The Big Problem With Overdose We Are Forgetting

 

Everyone is freaking out about opiate overdose- what about the major problem no one is talking about?

Prescription overdose has been in the spotlight lately, which makes sense. Drug overdoses have now surpassed automobile overdoses as the leading cause of accidental death. What doesn’t make sense is that because of this spotlight chronic pain patients are running into a harder time getting the help they need. Instead of addressing drug abuse and overdoses in a productive manner people are punishing chronic pain patients who need help by making it harder to get their medication.

This study reveals that chronic pain patients aren’t the ones who are having problems with abuse; Only 2% of chronic pain patients end up having problems with abuse. However, if people make conclusions based on the media, all chronic pain patients are addicts destined to accidentally overdose.

Overdose is heavily talked about, but there is one extremely important aspect to this that everyone is missing- suicide. Dealing with pain every second of every day can, unsurprisingly, be incredibly depressing. In fact, 19-28% of people with chronic pain are suicidal on some level, whether through suicide ideation or with actual plans to carry out their death. And the most common tool for suicide in these cases? You may have guessed it- medication overdose.

We need to change how we perceive health and chronic pain for this problem to go away. Two major risk factors in chronic pain patients who commit suicide are patients feeling like a burden and not feeling like they belong. This comes as no surprise to me.

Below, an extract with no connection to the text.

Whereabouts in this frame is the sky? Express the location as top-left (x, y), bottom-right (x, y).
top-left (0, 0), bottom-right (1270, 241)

Our society absolutely treats people who are disabled like burdens and outsiders.

We praise the people who are friends with/ dating/ supporting chronic pain patients because we see chronic pain patients as burdens instead of people.

We abuse chronic illness patients at a rate that is 1.5 times the usual or 4 times as much if the chronic illness is mental, only to act like they are lucky to have anyone in their lives.

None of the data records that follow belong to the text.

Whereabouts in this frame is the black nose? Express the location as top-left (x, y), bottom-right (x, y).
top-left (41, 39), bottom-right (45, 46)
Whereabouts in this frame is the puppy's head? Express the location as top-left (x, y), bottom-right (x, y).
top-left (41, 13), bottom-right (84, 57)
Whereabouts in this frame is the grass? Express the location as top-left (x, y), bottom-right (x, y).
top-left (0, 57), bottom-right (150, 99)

We do the bare minimum to make things accessible (only because it is the law) and act like we are doing disabled a favor.

We treat people with chronic pain first as criminal drug-seekers and consider their pain and quality of life second.

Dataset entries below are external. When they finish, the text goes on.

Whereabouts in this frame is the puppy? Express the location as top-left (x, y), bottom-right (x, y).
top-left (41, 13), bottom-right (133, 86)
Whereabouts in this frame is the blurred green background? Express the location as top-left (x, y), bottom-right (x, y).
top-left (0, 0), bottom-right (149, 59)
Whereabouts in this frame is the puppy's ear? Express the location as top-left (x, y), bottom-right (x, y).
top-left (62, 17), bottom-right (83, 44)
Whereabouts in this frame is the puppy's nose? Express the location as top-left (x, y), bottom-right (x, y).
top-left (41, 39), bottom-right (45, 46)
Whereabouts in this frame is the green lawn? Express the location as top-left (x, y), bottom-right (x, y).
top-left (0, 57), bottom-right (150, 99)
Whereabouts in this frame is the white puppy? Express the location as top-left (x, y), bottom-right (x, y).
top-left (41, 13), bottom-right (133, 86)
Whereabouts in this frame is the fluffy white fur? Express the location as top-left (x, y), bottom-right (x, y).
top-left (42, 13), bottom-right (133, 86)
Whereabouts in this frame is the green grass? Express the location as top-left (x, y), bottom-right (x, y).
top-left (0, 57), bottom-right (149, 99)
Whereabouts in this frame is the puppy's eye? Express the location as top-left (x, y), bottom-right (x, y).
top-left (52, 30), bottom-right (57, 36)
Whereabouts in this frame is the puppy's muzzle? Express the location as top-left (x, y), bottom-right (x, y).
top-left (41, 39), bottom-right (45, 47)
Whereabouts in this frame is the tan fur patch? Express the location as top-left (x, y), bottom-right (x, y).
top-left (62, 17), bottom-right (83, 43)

We talk about how terrible opiates are and how they are never justified. There is no understanding that for many of us the choice is between this unfortunate drug and killing ourselves because the pain is too much to live with every day.

We often go out of our way to avoid the disabled. We look away or make an excuse.

Overdose is a huge issue and it should be taken seriously. However, going after people who are already hurting is only going to worsen this issue and cause an increase of overdoses. Researchers already don’t feel like they can properly tell which opiate overdoses are accidental or suicide. Statistics suggest that we should at least consider that suicide is a big issue in the discussion on overdose.

Part of the solution is to change the way we think about and treat chronic pain patients. 

Another part of the solution is to change the way we think about and treat chronic pain patients. The other is to make naloxone, a medicine that can save people from  an overdose, easily available to people who do overdose accidentally.

Decriminalising these drugs would also help drug abusers get the help they need without fear of being charged with a crime. 

When we talk about overdoses we often leave out discussions of the people who are using these drugs the most. We also need to make the increase in suicide, abuse, depression, anxiety, and PTSD in chronic pain patients part of the conversation on increased overdose.